Guide

WordPress multisite — finding the subsite causing problems for the whole network

The complaints come in waves. The marketing team says the main site is sluggish. A subsite owner says their checkout is timing out.

1. Problem

The complaints come in waves. The marketing team says the main site is sluggish. A subsite owner says their checkout is timing out. Network admin opens the dashboard and the whole network is hot — load average elevated on the application server, PHP-FPM workers pinned, MySQL connection count near the cap. New Relic, if you have it, shows a forest of slow transactions across dozens of subsites at once. There is no single offender visible in the aggregate.

You search "wordpress multisite one site slowing all" because that is exactly the shape of the failure. One subsite is doing something expensive — a runaway plugin, a hook firing on every page load, an unbounded query — and because every subsite in a multisite install shares the same PHP-FPM pool, the same MySQL server, and the same wp-content directory, the cost of that one subsite gets paid by every request to every other subsite. The network admin sees aggregate noise without knowing which subsite to blame, and wp-admin/network/sites.php shows nothing useful — just a table of names and post counts.
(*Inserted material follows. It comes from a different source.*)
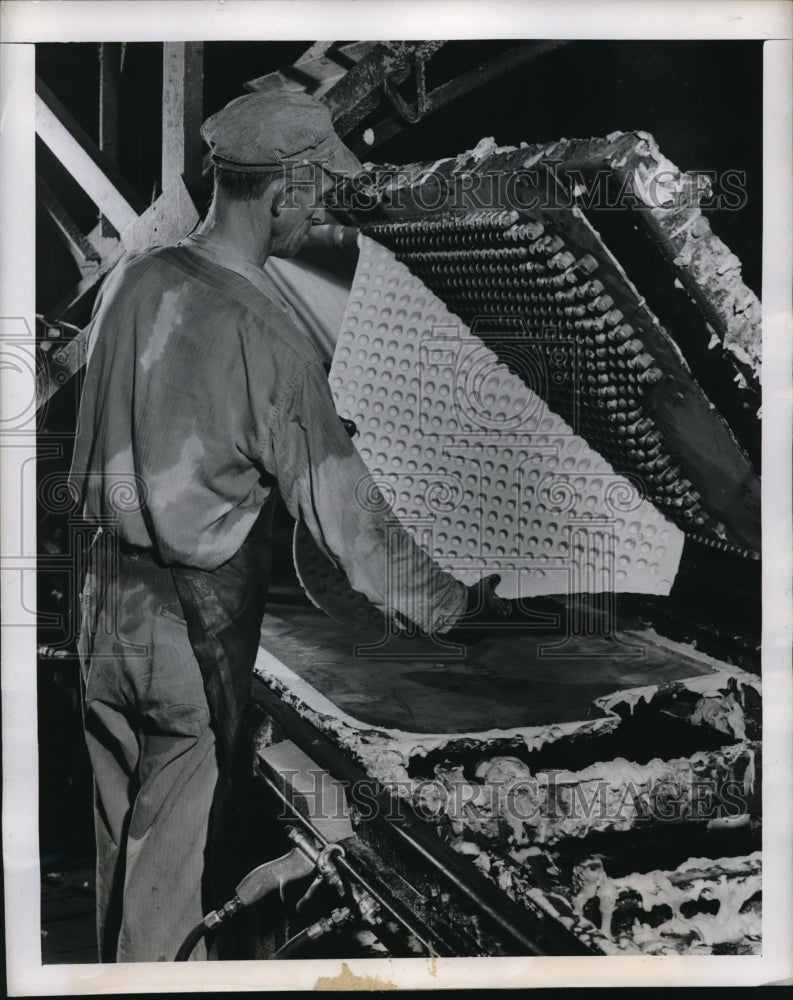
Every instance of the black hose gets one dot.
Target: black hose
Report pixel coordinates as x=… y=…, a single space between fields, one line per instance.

This guide is about how to attribute load back to a specific blog_id using per-blog signal labels, why the network admin UI cannot tell you this on its own, and how to actually isolate the noisy subsite once you find it.

2. Impact

A noisy subsite in a multisite network is not a single-site problem. It is a network-wide outage in slow motion.

Concrete impact:

Shared PHP-FPM pool means shared exhaustion. All subsites run through the same pm.max_children workers. If one subsite holds workers for 8 seconds each on a slow query, the network can exhaust the pool under modest traffic. Every other subsite gets 502s.
Shared MySQL connection budget. A subsite leaking unbuffered queries can pin connections from the shared pool. Other subsites then fail to acquire connections — visible as Error establishing a database connection on totally unrelated sites.
Shared object cache namespace risk. If the noisy plugin writes oversized transients without correct prefixes, it can evict another subsite's hot cache entries, multiplying the damage.
Customer blame is misdirected. A subsite owner whose site is suddenly slow is told "the platform is having issues" — when in reality it is one specific neighbor on the same network they cannot see.
Patch deploys feel risky. Network admins are afraid to update plugins network-wide because one subsite's unique config can crash all 50 sites at once. Fear leads to staleness leads to vulnerabilities.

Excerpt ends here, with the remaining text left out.